Right now, three months before the Americans introduce the main portion of sanctions, many large companies are leaving the IRI. In the oil sector – this is the French oil and gas giant Total. 
Fully aware of the situation, the Iranian leadership relies on cooperation with small and medium-sized foreign enterprises which are not so connected with the United States. Goliam Reza Ansari, the Iranian Deputy Foreign Minister for Economic Affairs, said recently: “There are 23 million small and medium-sized businesses in Europe, and they could assist us in bypassing US sanctions.” We must use the potential of European enterprises to meet our economic needs in times of trouble. We are planning to create a working group of experts to promote such enterprises throughout the country. ”
Many countries back Tehran’s anti-sanctions measures. They are prepared to buy oil from Iran, to invest in projects, to provide know-how and technology. First of all, in the oil and gas sector.
The Chinese economic analyst Kingji Su sayvili said that the Iranian economy is able to overcome US sanctions with minimal difficulties, since these measures are not supported by the international community. The Chinese expert emphasized that after the arrival of sanctions many major economies, including European countries, China and Russia, retained or even strengthened economic relations with Iran.
Indeed, the director of the Department of International Cooperation of China Petroleum and Chemical Industry Federation (CPCIF) said that China will continue to import Iranian oil, despite US sanctions. He underscored that the Chinese market and many other Asian markets strongly depend on Iranian oil. According to The Wall Street Journal (WSJ), the number one buyer of Iranian oil – China, which acquires about a quarter of its oil supplies, is unlikely to cut down on its purchases.
In turn, Investment Director of the Iranian National Petrochemical Company (NPC) Hossein Alimorad said that the amount of Chinese investments in the Iranian oil and petrochemical industry had not changed after the US withdrew from the nuclear deal. As Mr. Alimorad announced recently, the NPC has reached an agreement with a consortium of companies from China and the Philippines regarding a $ 7 billion investment in the petrochemical industry in Iran.
Moreover, Mohammad Mostafavi, Director of Investment of the National Iranian Oil Company (NIOC), said that China National Petroleum Corporation (CNPC) together with the Iranian Petropars can take over from Total, which has 50.1% of the stake in the joint project for the development of the 11th phase of the South Pars gas field, if the French company leaves Iran.
German company ADL recently signed an agreement on cooperation in the oil refining sector with the Iranian oil company Sepahan (SOC). The goal is to share technical know-how and knowledge to improve the quality of products, including industrial oils and lubricants. ADL will begin to implement this ambitious plan in cooperation with its Swiss and Austrian partners.
South Korea (ROK) said in mid-August that Seoul will provide financial support to companies affected by new sanctions against Iran, and will look into the possibility of doing business in alternative markets so as to minimize losses to the local economy. It is clear that South Korea, having bought 147 million barrels of oil from Iran in 2017, is more than interested in expanding oil business with it.

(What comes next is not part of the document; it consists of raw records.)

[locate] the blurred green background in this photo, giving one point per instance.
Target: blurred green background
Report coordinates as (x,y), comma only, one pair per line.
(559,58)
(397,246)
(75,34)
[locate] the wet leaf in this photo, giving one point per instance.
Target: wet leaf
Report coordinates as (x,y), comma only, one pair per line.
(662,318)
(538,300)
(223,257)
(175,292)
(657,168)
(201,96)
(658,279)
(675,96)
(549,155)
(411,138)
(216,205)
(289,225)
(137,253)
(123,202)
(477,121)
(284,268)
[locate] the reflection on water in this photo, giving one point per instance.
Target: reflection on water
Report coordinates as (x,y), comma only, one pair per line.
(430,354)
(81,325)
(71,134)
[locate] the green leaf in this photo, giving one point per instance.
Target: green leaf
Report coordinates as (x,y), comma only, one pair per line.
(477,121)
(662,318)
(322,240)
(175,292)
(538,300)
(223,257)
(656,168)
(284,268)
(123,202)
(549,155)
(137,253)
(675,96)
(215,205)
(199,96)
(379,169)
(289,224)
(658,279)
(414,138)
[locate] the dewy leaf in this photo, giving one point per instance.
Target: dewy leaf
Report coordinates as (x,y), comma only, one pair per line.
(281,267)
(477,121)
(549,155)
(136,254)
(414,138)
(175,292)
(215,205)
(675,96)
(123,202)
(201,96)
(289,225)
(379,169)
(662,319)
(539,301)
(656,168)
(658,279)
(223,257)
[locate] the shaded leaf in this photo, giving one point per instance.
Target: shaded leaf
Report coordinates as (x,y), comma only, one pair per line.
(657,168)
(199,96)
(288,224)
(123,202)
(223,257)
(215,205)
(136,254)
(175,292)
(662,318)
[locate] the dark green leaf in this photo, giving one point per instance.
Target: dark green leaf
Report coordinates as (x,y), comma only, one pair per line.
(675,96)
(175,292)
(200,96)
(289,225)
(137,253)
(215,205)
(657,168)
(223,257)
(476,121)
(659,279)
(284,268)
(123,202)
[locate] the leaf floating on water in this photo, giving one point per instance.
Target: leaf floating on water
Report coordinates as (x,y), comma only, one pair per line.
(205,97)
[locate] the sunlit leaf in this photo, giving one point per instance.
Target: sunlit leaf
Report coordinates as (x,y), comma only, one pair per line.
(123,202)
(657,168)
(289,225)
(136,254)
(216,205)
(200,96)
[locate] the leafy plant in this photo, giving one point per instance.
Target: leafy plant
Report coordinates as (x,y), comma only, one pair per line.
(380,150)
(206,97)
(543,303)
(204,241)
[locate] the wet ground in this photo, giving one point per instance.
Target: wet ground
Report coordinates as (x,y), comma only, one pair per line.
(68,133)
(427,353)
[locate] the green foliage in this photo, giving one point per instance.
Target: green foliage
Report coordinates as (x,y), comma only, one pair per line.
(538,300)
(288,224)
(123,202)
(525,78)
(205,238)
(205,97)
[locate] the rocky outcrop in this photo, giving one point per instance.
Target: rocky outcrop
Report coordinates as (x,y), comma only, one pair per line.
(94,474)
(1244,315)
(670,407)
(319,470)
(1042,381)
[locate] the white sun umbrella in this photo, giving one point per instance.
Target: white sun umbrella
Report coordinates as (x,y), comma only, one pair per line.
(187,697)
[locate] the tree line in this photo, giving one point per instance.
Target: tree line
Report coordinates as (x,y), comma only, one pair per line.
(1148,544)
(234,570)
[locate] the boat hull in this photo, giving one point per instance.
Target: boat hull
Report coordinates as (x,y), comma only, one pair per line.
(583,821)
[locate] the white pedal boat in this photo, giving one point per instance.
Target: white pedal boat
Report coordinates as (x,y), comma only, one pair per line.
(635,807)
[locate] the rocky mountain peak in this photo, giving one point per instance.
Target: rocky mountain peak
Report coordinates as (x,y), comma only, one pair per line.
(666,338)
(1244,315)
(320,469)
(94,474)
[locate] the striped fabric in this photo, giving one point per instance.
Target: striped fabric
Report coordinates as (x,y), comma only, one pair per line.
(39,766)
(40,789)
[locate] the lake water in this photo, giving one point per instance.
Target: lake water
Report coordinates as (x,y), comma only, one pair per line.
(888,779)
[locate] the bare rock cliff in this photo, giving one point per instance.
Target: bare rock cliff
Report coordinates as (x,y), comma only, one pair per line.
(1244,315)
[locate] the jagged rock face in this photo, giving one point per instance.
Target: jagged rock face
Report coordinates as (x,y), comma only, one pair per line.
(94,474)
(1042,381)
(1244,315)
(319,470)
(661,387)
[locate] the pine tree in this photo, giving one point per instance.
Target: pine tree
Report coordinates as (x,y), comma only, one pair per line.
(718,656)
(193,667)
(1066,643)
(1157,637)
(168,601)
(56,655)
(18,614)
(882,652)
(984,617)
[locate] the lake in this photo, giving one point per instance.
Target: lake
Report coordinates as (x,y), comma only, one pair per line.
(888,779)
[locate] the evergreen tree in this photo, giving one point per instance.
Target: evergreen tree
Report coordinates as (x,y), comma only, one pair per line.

Undoubtedly, international support for Iran as it tries to battle Trump’s sanctions is of great value. However, perhaps no less important are the internal economic measures that Tehran is taking to repel, or at least soften the blow to the key sector of its economy – the oil and gas extraction and processing industries.
Oil import substitution
Leaders of the Islamic Republic of Iran are stepping up measures to ensure import substitution. Thus, the Iranian Oil Ministry has banned the import of 84 types of equipment for the oil industry on the grounds that such equipment can be produced domestically.
Among the equipment and products prohibited for importation are wellhead equipment, desalination facilities, anticorrosive substances, sulfur recovery catalysts, wellhead control panels, and others.
Can the Iranians solve the problem of import substitution in the oil industry, while ensuring the necessary modernization of the entire oil and gas sector?
New sanctions against Iran have created severe challenges for Iran’s oil and gas production and its petrochemical industry.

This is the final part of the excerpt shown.